Covington Travel Guide

History

In 1814 when John Gano, Richard Gano, and Thomas Carneal purchased The Point, of land on the west side of the Licking River at its confluence with the Ohio, from Thomas Kennedy for $50,000 and founded the European-American town of Covington. The city was formally incorporated by the Kentucky General Assembly a year later.

Stewart Iron Works was established in 1862 and became the largest iron fence maker in the world. Covington experienced growth during most of the 19th century, only to decline during the Great Depression and the middle 20th century. The city has seen some redevelopment during the late 20th and early 21st centuries. Long the most populous city in Kenton County, Covington recently won a court case establishing it as a joint county seat along with the more centrally located city of Alexandria.

Covington Blue Sox

In 1912, city leaders tried to acquire a baseball franchise in the Class D Blue Grass League; the Cincinnati Reds, whose park was just five miles away across the Ohio River, decided against the move. Instead (after several larger cities backed out), Covington was awarded a team in the new "outlaw" circuit, the Federal League.

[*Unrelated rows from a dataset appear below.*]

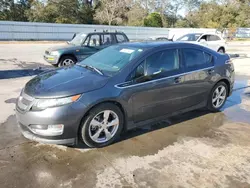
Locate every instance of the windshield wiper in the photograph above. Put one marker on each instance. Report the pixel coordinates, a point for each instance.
(91, 68)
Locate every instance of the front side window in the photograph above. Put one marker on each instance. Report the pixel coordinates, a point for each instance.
(213, 38)
(189, 37)
(158, 64)
(112, 59)
(78, 39)
(196, 58)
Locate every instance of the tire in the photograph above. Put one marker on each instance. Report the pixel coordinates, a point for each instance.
(66, 61)
(88, 130)
(212, 104)
(221, 50)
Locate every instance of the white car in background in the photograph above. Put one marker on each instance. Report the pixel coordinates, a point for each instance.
(210, 40)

The city raised $12,500, with $6,000 budgeted to build the ballpark. Bernard Wisehall, a prominent local architect, designed Federal Park (also known as Riverbreeze Park) with a capacity to 6,000. The playing field (bounded by East 2nd Street, East 3rd Street, Madison Avenue and Scott Boulevard) was tiny, believed to be smallest for any pro baseball park ever built: just 194 feet down the right-field line, 267 feet to dead center and 218 feet down the left-field line. Construction did not begin until a month before Opening Day; after starting the season on a long road trip, the Blue Sox managed to sell out their home opener in late May, with thousands of fans turned away.

But the Covington area did not have the population to support such an ambitious endeavor. On June 26, the team moved to Kansas City and ownership of the team reverted to creditors. Federal Park was used for other events the next few years, but was eventually torn down. A tobacco warehouse was put up in its place. Covington has not hosted a professional team in any sport since.